Los partidos políticos, en su constante aspiración por atraer más simpatizantes y lograr que un mayor número de personas se alinee con sus organizaciones, crean asiduamente herramientas y nuevas estrategias de afiliación. Ante la necesidad de contar con un marco regulatorio actualizado frente a los desafíos que plantea la inteligencia artificial, nace una interrogante crucial: ¿Hasta qué punto se podrá controlar el uso no ético de la IA en los procesos de campañas electorales?

Si bien el uso de la IA puede emplearse con el más alto grado de apego a la integridad por parte de las organizaciones políticas, la dinámica se distorsiona cuando se adopta un rol agresivo de ataques al adversario a través de las plataformas digitales. En este escenario, la utilización de herramientas orientadas a la creación de contenidos ficticios, tendentes a la desestabilización social permite moldear en el electorado una percepción que termina por ser totalmente irreal.

El Artículo 192 del Código Penal de la República Dominicana (Ley Núm. 74-25) tipifica la difusión sin consentimiento de imágenes, videos o audios falsos o alterados mediante montajes que lesionen el honor, el buen nombre o la reputación de las personas. Esta conducta abarca directamente el uso de deepfakes, la clonación de voz y la síntesis audiovisual mediante inteligencia artificial. En la práctica, estas ilicitudes suelen ejecutarse a través de cuentas anónimas y redes automatizadas (bots), coordinadas frecuentemente por granjas de contenido radicadas en el extranjero para ocultar la autoría intelectual y dificultar la identificación de los operadores.

Este delito contempla sanciones de dos a cinco años de prisión menor y multas de nueve a quince salarios mínimos del sector público.
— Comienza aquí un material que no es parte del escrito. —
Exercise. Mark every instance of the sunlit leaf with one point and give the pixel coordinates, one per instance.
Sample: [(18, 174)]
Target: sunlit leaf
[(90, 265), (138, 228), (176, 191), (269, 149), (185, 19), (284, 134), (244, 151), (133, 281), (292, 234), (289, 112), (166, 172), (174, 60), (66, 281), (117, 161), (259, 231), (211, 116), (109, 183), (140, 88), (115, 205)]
En este contexto, la efectividad del marco punitivo depende directamente de la capacidad forense digital del Estado para rastrear el origen del contenido.

Si bien es cierto ya contamos con la Estrategia Nacional de Inteligencia Artificial coordinada a través de la (OGTIC), la cual busca actualizar la legislación en propiedad intelectual y protección de datos para resguardar la privacidad y los derechos humanos, así como crear una Dirección General de Innovación y Desarrollo Digital, estos esfuerzos deben agilizarse para responder con firmeza a los desafíos éticos y regulatorios que demanda la coyuntura actual.

Para evitar que la IA desestabilice los procesos democráticos, se debe articular un marco de acción preventivo y sancionador. Esto abarca desde dictar reglamentaciones para imponer la marca de agua o etiquetado explícito (watermarking) obligatorio en todo contenido de campaña generado o modificado con IA, hasta crear una unidad de verificación y detección algorítmica en tiempo real durante los períodos de precampaña y campaña, sobre todo la JCE como organismo debe formalizar acuerdos de cooperación con las grandes plataformas tech (Meta, X, TikTok, Google) para conseguir retirar contenidos (takedown), a su vez fortalecer  las alianzas o acuerdos entre fiscalía, y Policía Nacional, para que de forma acertada se dé respuesta a estos escenarios que pudieran surgir en el panorama electoral.